王祥の行動原理

王祥や司馬孚は曹魏の皇帝高貴郷公の死を悼んだというが、これをもって彼らが魏に忠誠を誓い晋に否定的だったと考えるのは早計だろうと思う。



この時の彼らのような「批判的にも見える言動を容れる最高権力者司馬昭」という姿は、皇帝を死なせたという失点をリカバリーする「名君の姿」になりうるからだ。



意図的ではなかったかもしれないが、王祥や司馬孚のこの時の言動は結果的に司馬昭にとってプラスだったかもしれないのだ。
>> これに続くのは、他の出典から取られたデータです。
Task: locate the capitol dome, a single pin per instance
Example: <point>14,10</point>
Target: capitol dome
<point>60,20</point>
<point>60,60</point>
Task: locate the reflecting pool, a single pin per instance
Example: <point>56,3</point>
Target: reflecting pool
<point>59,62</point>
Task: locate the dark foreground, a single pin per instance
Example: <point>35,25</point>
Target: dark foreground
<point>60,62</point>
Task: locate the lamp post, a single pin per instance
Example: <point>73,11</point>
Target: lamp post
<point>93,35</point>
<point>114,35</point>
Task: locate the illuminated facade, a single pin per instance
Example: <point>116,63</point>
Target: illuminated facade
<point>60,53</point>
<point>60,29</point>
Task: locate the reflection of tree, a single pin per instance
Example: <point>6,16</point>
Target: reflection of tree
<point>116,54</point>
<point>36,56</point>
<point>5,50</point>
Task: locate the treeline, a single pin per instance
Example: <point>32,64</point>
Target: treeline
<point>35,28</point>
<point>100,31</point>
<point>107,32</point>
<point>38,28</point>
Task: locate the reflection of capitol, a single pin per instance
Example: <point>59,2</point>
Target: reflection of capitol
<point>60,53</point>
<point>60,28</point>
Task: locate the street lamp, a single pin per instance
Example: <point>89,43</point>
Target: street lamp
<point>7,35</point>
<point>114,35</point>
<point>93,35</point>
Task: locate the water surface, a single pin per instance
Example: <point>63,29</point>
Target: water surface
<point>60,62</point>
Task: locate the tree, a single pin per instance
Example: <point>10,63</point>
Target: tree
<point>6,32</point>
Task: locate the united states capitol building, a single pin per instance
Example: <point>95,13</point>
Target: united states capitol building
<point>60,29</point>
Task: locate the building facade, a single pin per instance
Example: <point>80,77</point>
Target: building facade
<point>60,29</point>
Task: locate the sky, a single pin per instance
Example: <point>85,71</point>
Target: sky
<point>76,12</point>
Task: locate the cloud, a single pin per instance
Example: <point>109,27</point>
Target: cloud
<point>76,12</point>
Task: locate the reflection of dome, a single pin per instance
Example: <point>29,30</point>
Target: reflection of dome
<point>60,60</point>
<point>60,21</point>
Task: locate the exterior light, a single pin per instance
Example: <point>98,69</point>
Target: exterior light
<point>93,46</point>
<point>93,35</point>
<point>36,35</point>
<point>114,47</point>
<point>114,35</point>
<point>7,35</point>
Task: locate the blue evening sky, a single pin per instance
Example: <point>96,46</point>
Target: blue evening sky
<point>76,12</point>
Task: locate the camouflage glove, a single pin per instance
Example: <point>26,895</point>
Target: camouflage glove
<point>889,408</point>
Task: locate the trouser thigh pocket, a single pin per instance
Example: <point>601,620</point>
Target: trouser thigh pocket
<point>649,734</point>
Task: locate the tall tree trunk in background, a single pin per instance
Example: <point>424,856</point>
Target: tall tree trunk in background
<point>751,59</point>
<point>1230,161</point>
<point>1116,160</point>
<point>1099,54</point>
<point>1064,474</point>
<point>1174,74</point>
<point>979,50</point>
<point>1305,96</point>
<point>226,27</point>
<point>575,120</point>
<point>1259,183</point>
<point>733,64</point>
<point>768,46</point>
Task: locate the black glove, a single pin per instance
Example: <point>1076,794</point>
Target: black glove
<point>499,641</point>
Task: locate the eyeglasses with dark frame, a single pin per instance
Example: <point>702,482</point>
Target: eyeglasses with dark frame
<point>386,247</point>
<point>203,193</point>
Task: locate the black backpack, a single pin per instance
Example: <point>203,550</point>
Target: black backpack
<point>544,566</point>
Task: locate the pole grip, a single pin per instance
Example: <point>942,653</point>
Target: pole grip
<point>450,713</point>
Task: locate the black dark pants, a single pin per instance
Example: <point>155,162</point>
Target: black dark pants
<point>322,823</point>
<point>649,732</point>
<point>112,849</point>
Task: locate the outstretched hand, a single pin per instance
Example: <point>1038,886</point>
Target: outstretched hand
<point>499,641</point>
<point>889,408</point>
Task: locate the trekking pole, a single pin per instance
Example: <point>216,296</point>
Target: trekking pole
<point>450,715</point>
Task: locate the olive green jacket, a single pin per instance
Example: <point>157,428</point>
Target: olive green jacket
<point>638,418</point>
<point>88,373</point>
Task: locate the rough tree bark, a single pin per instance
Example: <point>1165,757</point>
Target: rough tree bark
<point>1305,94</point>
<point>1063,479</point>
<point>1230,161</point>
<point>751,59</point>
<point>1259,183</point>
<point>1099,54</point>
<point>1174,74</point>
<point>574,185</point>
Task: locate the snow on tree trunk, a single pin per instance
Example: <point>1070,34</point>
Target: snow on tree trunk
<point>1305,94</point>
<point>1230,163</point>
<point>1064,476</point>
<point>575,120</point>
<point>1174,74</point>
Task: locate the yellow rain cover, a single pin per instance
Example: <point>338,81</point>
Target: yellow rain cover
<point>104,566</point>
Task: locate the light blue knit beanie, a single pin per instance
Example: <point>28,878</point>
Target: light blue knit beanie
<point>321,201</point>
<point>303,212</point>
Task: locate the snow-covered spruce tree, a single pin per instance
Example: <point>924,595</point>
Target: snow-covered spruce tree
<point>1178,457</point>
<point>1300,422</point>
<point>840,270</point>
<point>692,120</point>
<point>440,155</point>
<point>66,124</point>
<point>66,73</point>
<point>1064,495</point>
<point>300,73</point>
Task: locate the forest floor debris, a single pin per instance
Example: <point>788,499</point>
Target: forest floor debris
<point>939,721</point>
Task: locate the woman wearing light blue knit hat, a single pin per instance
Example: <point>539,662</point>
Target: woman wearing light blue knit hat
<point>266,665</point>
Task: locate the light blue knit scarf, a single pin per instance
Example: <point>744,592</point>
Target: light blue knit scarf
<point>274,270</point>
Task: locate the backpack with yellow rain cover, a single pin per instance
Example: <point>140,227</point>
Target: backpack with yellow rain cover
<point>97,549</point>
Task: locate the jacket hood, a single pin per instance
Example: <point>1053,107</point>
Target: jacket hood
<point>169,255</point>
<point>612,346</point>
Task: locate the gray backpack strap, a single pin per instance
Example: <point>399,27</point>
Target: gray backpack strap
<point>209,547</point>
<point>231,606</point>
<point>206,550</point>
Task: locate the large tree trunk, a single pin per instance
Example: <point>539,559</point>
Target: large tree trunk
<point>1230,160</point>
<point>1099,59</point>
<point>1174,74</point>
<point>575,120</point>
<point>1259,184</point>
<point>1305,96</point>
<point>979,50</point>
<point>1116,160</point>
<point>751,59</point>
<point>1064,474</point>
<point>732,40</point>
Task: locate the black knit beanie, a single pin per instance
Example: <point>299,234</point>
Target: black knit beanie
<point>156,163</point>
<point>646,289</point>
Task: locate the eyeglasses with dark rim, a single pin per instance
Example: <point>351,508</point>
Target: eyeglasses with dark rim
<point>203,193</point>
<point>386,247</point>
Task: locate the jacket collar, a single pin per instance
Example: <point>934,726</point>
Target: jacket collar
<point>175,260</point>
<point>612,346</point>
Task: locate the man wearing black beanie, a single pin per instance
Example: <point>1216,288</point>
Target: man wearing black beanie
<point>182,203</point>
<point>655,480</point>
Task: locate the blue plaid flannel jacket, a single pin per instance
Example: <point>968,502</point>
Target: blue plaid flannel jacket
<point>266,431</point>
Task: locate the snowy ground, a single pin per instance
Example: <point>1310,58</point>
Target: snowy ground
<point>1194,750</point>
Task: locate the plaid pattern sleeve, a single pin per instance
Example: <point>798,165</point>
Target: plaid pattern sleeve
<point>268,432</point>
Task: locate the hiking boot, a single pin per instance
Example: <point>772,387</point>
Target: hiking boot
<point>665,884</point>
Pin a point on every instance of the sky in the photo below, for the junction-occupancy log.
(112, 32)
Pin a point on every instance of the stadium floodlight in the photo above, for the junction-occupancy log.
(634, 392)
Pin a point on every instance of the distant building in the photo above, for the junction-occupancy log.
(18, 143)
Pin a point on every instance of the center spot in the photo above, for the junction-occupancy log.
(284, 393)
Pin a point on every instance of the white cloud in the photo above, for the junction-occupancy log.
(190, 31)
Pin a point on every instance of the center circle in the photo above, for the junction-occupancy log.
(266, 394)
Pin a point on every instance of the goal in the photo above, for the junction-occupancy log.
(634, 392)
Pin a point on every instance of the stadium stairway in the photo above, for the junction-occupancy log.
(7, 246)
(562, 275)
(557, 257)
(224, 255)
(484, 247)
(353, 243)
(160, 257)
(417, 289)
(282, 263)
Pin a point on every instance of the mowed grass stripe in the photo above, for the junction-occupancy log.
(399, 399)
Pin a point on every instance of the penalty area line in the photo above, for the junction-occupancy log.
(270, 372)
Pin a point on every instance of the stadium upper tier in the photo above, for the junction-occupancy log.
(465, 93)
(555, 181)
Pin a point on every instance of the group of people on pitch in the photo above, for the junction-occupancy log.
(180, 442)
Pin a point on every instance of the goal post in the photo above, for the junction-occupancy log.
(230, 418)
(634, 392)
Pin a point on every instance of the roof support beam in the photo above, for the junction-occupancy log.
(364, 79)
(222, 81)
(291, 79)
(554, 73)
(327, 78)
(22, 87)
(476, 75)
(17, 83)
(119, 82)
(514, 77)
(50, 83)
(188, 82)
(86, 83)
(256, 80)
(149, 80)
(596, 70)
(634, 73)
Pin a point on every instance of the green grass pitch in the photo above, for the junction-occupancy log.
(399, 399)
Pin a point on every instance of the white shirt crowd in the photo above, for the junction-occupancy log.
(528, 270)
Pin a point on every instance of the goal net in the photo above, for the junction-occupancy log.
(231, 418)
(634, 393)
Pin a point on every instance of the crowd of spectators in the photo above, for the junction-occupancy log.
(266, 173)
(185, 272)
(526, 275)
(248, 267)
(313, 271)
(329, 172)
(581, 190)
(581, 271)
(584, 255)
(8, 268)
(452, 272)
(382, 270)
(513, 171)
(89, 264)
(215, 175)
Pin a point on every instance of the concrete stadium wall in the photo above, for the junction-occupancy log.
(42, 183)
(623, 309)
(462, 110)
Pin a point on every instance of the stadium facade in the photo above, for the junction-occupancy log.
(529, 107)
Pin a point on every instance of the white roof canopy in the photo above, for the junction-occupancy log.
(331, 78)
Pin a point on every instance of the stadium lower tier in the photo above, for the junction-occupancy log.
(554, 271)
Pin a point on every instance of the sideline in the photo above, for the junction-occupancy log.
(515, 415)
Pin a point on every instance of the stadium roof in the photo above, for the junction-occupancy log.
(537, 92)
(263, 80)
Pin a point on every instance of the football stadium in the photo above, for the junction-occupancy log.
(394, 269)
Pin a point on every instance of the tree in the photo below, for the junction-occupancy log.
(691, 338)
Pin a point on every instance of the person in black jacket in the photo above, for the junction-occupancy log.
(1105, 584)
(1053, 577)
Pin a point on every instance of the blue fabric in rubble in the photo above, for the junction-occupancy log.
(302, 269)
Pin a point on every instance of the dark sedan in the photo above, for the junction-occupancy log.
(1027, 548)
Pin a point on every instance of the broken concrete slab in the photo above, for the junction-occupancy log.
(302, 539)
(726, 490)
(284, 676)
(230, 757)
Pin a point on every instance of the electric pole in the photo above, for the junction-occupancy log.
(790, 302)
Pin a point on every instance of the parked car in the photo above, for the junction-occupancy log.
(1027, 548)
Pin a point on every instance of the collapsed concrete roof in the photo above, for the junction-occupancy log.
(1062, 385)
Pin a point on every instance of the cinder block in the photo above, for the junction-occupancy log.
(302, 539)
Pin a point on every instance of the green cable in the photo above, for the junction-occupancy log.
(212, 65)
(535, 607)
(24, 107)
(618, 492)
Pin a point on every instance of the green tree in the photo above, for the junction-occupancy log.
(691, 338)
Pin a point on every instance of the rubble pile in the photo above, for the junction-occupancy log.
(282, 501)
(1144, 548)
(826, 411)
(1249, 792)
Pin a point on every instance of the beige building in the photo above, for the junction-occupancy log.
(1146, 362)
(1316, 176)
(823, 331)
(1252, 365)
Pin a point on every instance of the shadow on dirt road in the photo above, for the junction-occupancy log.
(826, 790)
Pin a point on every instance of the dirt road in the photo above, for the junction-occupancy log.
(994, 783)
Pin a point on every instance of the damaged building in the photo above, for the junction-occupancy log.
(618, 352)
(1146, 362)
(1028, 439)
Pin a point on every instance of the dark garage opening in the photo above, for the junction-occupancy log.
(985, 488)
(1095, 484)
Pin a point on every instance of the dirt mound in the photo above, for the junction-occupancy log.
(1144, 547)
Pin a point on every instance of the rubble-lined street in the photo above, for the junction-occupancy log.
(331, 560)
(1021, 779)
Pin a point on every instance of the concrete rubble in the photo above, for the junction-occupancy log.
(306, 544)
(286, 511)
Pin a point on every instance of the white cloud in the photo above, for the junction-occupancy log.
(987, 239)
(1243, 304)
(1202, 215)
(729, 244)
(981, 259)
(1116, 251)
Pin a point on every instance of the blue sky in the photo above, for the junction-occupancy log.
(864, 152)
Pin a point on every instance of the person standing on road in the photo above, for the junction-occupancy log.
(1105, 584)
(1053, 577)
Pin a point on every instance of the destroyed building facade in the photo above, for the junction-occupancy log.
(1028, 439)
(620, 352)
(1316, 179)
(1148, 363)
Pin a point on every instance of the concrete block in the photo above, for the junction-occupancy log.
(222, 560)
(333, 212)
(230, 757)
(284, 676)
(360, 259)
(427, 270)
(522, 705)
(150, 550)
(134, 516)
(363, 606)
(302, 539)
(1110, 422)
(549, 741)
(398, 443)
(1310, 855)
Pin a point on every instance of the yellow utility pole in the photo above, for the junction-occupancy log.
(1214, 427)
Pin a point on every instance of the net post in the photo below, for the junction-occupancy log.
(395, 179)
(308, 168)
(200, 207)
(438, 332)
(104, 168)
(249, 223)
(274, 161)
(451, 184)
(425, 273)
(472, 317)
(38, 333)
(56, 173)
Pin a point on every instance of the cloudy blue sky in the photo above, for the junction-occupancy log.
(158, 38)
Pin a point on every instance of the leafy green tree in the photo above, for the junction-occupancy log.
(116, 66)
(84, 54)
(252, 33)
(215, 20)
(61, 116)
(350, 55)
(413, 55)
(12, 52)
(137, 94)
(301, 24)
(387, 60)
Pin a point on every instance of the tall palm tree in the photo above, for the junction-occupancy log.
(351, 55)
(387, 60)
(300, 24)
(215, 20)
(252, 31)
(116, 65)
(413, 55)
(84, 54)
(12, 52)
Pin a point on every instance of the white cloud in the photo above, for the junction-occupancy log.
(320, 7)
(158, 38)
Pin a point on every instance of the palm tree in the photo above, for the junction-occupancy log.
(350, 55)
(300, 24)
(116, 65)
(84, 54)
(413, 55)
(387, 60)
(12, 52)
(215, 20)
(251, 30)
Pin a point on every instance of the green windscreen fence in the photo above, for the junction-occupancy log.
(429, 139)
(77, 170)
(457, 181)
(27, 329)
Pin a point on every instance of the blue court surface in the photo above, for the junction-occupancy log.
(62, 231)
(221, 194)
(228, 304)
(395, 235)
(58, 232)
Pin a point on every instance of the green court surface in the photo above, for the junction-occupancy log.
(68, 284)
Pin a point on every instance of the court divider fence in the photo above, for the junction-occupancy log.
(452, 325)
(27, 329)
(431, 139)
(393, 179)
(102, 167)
武帝為晉王、(王)祥與荀顗往謁。顗謂祥曰「相王尊重、何侯既已盡敬、今便當拝也。」祥曰「相國誠為尊貴、然是魏之宰相。吾等魏之三公、公王相去、一階而已、班例大同、安有天子三司而輒拜人者!損魏朝之望、虧晉王之徳、君子愛人以禮、吾不為也。」及入、顗遂拝、而祥獨長揖。帝曰「今日方知君見顧之重矣!」
(『晋書』巻三十三、王祥伝)


そして王祥はその後にも実際に周囲からの司馬氏の評判を気にし、司馬氏にとってプラスになるようにとの言動があったとされている。


高貴郷公の時の号哭も、そういう種類の行動だったのではないか?



つまり、王祥はあくまでも司馬氏がちゃんと皇帝にまで上り詰められるように、別の視点で言えば曹魏が皇帝の座から降りるようにと考えて行動していたのではないか、ということだ。